De acordo com o estudante universitário Gustavo Salles, apesar dos benefícios em morar próximo à UEM e dos bares, frequentados costumeiramente, por vezes o barulho causa incômodos e não é raro encontrar vizinhos que reclamam dos mesmos motivos. “Moro na Rua Osvaldo Cruzque passa muita gente pra ir pra Paranaguá. O problema é que as pessoas param na rua pra beber, ligam o som alto do carro, quebram copo e garrafa, conversam alto e nem tem o que fazer. Normalmente fim de semana eu não fico em casa a noite, mas até de dia de semana tem muita gente fazendo muito barulho e atrapalha pra dormir e estudar”, relata.

Segundo o secretário de Meio Ambiente e Bem-Estar Animal (Sema), EderleiAlkamin, desde agosto do ano passado a Prefeitura realizou a reativação da Patrulha do Som. Com o objetivo principal em combater a poluição sonora, o trabalho feito de forma conjunta com outras pastas e diversos agentes consiste em percorrer localidades alvo de denúncias constantes e identificar situações irregulares. Pela legislação municipal, abuso do som em estabelecimentos pode gerar multas de até R$ 2,5 mil, além de punição de quase R$ 200, mais perda de cinco pontos na Carteira Nacional de Habilitação (CNH), em caso de som automotivo acima do permitido, juntamente da retenção do veículo.

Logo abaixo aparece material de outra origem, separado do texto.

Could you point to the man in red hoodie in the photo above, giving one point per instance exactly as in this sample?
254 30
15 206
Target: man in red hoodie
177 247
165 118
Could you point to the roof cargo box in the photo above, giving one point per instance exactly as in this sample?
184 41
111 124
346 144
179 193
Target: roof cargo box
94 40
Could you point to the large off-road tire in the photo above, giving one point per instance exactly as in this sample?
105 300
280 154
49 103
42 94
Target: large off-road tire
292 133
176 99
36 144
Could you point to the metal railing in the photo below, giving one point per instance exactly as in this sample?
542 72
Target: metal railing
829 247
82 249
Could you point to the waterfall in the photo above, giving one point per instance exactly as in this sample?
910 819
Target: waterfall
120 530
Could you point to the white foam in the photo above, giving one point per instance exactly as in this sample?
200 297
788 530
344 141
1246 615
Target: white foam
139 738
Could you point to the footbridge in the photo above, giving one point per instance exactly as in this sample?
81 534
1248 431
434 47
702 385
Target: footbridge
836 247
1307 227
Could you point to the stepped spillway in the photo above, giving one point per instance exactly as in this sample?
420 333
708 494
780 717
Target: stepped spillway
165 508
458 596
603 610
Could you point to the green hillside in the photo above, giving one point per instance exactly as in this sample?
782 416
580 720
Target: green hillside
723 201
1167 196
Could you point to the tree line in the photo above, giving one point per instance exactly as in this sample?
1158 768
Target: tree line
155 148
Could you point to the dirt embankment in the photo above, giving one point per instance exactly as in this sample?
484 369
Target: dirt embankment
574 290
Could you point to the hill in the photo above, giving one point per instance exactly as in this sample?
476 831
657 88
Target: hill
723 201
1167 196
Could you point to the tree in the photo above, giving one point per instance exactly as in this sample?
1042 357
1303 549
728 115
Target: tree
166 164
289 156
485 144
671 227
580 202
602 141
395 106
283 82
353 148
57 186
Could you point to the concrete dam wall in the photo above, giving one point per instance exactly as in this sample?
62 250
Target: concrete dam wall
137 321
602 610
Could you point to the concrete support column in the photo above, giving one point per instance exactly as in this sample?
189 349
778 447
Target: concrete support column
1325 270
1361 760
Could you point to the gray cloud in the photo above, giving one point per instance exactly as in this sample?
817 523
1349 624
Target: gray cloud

Após a reativação, o serviço foi colocado em prática, com equipe capacitada e nos padrões em defesa do Meio Ambiente, no primeiro trimestre deste ano. Somente nos primeiros 60 dias de funcionamento, o serviço recebeu quase 250 denúncias, oriundas da própria Patrulha do Som ou repassadas pela ouvidoria da Prefeitura. Desde então, até o final de maio, as operações diárias resultaram em diversas notificações, visto a situação não ser considerada grave, entretanto, 17 pessoas já foram multadas somente na região, 15 por conta do som automotivo e dois em estabelecimentos.

Para carros com som auto, a responsabilidade é dos fiscais de trânsito, pela Secretaria de Mobilidade Urbana, diferentemente dos bares.Uma destas multas feitas a um dos bares mais movimentados da Cidade foi questionada via recurso que ainda não foi julgado e não há previsão para a divulgação do resultado. A Zona 7 é a região com maior número de ocorrências desta natureza em Maringá, principalmente a Avenida Paranaguá e ruas adjacentes.

Visto a dificuldade em fiscalizar excessos, principalmente pela identificação de fiscais por parte de motoristas, que abaixam o volume imediatamente, entre outras possibilidades, a diretoria de Meio Ambiente orienta medidas que podem ser tomadas pela população prejudicada. A principal medida se deve a denúncia, com detalhes, para a ouvidoria, pelo disque 156. Com média de aproximadamente 150 denúncias a cada final de semana, a Secretaria busca ampliar gradativamente o serviço. Mediante a investigação por parte do MP-PR, sem um prazo concreto para ser encerrado, o poder público municipal deverá obter mais informações que vão auxiliar na resolução da situação.